Effects of working memory demand on neural mechanisms of motor response selection and control.

TitleEffects of working memory demand on neural mechanisms of motor response selection and control.
Publication TypeJournal Article
Year of Publication2013
AuthorsBarber AD, Caffo BS, Pekar JJ, Mostofsky SH
JournalJournal of cognitive neuroscience
Volume25
Issue8
Pagination1235-48
Date Published2013 Aug
Abstract

Inhibitory control commonly recruits a number of frontal regions: pre-supplementary motor area (pre-SMA), frontal eye fields (FEFs), and right-lateralized posterior inferior frontal gyrus (IFG), dorsal anterior insula (DAI), dorsolateral prefrontal cortex (DLPFC), and inferior frontal junction (IFJ). These regions may directly implement inhibitory motor control or may be more generally involved in executive control functions. Two go/no-go tasks were used to distinguish regions specifically recruited for inhibition from those that additionally show increased activity with working memory demand.
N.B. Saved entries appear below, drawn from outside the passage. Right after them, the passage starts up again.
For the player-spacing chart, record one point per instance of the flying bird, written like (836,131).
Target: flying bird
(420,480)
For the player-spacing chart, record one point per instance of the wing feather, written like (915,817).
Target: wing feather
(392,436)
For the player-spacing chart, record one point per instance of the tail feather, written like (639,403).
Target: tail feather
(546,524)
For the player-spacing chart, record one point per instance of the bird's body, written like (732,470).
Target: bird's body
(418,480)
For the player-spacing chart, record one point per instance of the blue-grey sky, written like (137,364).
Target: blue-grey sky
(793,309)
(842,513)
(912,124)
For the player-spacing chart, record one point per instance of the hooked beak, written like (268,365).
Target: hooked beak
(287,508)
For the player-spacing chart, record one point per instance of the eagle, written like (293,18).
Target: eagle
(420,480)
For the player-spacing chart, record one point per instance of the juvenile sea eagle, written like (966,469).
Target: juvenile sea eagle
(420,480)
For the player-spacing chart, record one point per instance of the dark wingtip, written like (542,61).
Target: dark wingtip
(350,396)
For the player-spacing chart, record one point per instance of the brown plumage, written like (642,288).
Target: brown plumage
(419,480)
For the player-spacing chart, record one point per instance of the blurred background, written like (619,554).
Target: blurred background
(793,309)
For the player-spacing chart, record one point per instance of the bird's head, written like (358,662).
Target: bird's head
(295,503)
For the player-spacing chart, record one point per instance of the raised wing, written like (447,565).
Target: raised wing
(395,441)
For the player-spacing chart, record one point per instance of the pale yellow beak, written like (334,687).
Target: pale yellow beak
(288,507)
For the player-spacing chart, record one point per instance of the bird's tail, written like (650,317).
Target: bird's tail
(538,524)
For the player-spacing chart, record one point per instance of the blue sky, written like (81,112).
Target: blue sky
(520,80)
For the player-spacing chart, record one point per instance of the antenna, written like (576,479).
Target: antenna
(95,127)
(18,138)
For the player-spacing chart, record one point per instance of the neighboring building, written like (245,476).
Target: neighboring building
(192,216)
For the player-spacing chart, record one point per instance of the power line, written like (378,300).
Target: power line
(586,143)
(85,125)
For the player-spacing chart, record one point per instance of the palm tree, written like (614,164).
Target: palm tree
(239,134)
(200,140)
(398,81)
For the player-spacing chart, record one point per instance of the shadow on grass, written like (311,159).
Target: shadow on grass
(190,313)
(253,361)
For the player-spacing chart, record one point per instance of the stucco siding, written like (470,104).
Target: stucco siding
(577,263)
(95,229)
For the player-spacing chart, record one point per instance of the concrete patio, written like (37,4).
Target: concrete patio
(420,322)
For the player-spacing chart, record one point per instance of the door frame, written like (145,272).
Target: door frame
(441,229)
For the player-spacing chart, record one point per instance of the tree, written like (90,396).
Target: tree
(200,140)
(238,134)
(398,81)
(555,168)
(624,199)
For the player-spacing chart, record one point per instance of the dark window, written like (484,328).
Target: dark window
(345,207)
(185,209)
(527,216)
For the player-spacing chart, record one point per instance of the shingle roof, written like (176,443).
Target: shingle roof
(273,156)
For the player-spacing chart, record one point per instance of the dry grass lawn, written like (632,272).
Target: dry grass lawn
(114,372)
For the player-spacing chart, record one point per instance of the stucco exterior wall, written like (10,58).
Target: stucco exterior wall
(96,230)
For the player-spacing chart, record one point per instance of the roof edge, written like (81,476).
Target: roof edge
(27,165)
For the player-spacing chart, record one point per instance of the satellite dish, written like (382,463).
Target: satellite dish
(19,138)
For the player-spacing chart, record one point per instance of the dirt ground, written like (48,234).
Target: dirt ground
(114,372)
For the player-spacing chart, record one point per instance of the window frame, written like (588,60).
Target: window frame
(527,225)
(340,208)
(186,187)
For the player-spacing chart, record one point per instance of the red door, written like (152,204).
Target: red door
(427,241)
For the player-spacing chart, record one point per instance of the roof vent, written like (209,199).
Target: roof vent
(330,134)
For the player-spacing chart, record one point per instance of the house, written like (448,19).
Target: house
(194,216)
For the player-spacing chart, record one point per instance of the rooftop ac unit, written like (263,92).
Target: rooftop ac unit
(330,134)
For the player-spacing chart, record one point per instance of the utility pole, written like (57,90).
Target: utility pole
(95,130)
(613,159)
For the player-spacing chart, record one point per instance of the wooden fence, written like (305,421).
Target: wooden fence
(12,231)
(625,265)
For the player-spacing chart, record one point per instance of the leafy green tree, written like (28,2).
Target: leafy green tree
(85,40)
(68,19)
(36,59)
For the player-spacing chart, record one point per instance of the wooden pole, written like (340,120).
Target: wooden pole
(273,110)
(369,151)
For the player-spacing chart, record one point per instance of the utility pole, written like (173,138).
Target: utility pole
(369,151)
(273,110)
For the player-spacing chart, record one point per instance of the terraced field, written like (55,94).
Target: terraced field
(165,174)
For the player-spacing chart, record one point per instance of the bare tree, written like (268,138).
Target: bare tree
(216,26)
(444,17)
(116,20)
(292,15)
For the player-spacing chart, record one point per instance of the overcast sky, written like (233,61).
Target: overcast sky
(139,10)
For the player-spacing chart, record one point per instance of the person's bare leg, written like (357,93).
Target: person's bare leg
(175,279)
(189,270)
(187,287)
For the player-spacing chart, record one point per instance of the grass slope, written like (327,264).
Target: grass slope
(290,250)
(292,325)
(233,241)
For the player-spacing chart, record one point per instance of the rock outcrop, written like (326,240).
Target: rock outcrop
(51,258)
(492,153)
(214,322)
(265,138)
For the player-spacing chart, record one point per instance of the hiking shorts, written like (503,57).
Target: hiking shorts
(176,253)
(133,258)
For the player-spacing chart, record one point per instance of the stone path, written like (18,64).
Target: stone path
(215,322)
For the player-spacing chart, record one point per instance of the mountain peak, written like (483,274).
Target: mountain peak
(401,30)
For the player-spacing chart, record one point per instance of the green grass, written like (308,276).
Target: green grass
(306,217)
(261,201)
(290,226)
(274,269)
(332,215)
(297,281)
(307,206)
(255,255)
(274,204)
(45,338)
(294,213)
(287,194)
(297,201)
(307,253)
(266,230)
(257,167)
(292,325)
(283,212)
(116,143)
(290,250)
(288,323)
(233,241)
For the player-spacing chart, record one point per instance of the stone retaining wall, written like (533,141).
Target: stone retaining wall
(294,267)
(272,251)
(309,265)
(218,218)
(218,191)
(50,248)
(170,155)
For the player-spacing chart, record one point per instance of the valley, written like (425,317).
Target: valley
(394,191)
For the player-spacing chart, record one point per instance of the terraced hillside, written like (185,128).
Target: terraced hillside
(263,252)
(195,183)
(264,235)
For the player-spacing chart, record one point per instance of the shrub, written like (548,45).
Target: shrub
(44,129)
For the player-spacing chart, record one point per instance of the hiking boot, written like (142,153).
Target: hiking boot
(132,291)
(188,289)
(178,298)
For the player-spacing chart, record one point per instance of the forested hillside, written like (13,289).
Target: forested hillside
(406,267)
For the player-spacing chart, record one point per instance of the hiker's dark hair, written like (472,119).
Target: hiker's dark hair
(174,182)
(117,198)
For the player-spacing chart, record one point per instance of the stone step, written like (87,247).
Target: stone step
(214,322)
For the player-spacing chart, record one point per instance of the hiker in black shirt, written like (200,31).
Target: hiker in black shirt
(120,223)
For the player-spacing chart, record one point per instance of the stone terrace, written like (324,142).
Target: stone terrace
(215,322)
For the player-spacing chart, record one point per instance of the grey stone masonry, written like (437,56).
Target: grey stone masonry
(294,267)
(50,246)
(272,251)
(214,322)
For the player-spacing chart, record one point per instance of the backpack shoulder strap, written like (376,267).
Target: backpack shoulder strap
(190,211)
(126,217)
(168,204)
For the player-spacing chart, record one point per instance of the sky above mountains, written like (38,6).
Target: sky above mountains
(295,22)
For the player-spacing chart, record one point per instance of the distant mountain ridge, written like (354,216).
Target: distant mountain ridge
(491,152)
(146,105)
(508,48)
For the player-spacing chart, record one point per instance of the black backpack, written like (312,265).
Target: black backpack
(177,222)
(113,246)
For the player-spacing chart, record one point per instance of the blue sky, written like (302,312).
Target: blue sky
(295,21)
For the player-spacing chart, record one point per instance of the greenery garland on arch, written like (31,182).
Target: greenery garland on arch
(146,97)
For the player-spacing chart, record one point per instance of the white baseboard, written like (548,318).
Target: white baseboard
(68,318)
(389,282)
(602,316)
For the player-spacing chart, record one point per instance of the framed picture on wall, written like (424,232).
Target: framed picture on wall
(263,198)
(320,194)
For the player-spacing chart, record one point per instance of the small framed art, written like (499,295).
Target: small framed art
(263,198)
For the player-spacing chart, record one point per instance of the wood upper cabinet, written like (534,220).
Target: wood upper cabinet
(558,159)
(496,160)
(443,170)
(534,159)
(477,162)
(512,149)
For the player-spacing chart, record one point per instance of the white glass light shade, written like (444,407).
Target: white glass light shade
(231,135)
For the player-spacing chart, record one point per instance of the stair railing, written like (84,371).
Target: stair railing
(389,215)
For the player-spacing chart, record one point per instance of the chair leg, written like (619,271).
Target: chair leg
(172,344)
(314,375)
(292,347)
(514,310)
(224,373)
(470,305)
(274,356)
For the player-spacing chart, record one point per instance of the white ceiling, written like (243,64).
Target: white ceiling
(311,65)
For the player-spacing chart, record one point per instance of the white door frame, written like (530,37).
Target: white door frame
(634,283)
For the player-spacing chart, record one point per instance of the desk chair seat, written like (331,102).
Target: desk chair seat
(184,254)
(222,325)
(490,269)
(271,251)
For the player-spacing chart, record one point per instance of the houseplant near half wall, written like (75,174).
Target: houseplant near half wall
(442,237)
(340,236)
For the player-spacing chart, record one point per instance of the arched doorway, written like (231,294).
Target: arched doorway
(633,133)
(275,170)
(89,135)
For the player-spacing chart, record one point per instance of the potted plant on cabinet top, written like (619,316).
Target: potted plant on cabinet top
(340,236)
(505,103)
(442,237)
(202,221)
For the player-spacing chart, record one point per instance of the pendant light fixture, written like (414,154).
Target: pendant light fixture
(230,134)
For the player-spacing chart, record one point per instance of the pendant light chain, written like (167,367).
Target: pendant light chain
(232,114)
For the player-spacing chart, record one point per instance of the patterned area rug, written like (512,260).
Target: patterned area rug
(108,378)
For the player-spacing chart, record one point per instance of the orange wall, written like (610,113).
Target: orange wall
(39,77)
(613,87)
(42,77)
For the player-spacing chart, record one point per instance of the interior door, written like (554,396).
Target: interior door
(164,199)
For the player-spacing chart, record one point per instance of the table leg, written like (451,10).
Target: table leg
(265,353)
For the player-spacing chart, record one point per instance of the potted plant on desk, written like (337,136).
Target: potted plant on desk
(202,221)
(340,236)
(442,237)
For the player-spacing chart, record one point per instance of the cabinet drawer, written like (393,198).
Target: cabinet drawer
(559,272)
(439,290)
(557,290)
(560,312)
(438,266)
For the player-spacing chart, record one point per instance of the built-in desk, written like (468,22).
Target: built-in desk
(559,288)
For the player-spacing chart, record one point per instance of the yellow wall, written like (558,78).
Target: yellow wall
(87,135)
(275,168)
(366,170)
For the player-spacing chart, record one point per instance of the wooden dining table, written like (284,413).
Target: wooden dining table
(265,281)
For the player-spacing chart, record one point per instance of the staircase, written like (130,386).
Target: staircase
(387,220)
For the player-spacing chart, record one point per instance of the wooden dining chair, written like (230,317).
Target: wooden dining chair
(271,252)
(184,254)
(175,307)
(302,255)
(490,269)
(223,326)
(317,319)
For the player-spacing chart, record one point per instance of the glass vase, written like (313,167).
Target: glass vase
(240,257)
The pre-SMA and IFG were recruited for inhibition in both tasks and did not have greater activation for working memory demand on no-go trials, consistent with a role in inhibitory control. Activation in pre-SMA also responded to response selection demand and was increased with working memory on go trials specifically. The bilateral FEF and right DAI were commonly active for no-go trials. The FEF was also recruited to a greater degree with working memory demand on go trials and may bias top-down information when stimulus-response mappings change. The DAI, additionally responded to increased working memory demand on both go and no-go trials and may be involved in accessing sustained task information, alerting, or autonomic changes when cognitive demands increase. DLPFC activation was consistent with a role in working memory retrieval on both go and no-go trials. The inferior frontal junction, on the other hand, had greater activation with working memory specifically for no-go trials and may detect salient stimuli when the task requires frequent updating of working memory representations.